撮影中に季節は変わり、秋になったり春になったりする。春4月とはいっても山の上は雪が積もっている。6月になっても雪が残っているようなところ。衣装は明治時代のものなので、俳優は雪駄や着物だけで歩かなければいけない。これは凍傷寸前だろう。俳優だけではなく、スタッフもエキストラを兼ねなければならないので同じ衣装で撮影されているのだ。

出演者の浅野忠信香川照之松田龍平仲村トオルらは、カメラを向けられるとニコニコしているが、プロの俳優とはいえ、性格もあるんだろうと思う。俳優という以上のことを要求されて、ちゃんと答えているところはさすが。

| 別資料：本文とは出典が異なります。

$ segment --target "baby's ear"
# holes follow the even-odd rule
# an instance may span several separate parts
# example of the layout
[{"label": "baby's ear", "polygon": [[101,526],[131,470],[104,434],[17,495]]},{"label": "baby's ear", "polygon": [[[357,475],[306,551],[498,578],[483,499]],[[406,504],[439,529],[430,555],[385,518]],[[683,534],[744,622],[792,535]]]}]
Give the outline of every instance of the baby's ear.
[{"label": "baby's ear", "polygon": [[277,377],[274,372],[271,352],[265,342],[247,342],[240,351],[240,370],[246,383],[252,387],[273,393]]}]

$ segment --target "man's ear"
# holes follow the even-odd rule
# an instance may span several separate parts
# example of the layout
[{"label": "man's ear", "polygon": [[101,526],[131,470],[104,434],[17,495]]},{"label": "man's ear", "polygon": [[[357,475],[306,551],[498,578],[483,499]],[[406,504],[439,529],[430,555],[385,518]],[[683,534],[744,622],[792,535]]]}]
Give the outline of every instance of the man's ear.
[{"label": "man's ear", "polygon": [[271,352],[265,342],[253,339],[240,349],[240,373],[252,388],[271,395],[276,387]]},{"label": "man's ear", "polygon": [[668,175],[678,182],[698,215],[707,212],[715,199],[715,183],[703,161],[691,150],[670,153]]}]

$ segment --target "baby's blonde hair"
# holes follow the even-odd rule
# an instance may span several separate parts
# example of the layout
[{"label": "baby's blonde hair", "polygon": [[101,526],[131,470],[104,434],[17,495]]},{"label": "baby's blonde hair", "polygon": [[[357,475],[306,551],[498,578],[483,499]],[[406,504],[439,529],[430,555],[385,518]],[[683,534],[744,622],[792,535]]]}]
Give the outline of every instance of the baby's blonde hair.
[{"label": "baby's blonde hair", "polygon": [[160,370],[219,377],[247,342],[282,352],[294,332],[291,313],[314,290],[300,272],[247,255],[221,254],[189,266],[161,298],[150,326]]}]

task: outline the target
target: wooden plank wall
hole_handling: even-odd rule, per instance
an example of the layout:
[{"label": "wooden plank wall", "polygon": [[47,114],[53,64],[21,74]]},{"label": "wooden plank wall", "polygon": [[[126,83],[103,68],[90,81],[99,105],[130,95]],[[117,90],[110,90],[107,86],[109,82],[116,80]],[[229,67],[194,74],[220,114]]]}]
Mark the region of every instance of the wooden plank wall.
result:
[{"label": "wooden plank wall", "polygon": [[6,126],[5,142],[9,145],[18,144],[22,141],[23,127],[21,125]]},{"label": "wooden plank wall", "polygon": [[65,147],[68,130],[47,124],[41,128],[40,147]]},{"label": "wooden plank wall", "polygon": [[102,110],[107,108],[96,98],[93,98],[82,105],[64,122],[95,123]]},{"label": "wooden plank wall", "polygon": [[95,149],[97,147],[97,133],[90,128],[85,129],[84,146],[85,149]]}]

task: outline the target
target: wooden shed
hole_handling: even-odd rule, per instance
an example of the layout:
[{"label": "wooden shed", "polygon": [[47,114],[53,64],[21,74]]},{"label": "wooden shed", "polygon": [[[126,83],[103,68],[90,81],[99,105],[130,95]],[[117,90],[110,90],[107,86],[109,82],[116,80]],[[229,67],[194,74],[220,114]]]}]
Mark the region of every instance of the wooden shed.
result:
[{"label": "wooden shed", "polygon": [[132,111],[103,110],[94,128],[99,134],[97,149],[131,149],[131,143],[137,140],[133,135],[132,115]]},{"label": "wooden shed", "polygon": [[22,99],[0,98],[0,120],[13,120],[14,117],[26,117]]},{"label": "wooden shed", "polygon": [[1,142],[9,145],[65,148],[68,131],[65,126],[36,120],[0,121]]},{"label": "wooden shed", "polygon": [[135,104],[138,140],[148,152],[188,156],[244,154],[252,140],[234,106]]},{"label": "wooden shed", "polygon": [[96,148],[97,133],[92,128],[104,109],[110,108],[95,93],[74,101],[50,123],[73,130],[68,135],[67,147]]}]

死人が出なかったのが不思議なくらいの環境。実際にけが人(重傷)は出ているし。けが人が出て一旦、東京に帰ることになった場面とか、場の雰囲気がほとんど悲愴。映画バカはこわいわー。このメイキングだけで、2時間くらいあるのだが途中でやめられなくなって見てしまった。山での撮影が終わって、キャストとスタッフが無邪気によろこんでいる場面では、すなおにほっとした。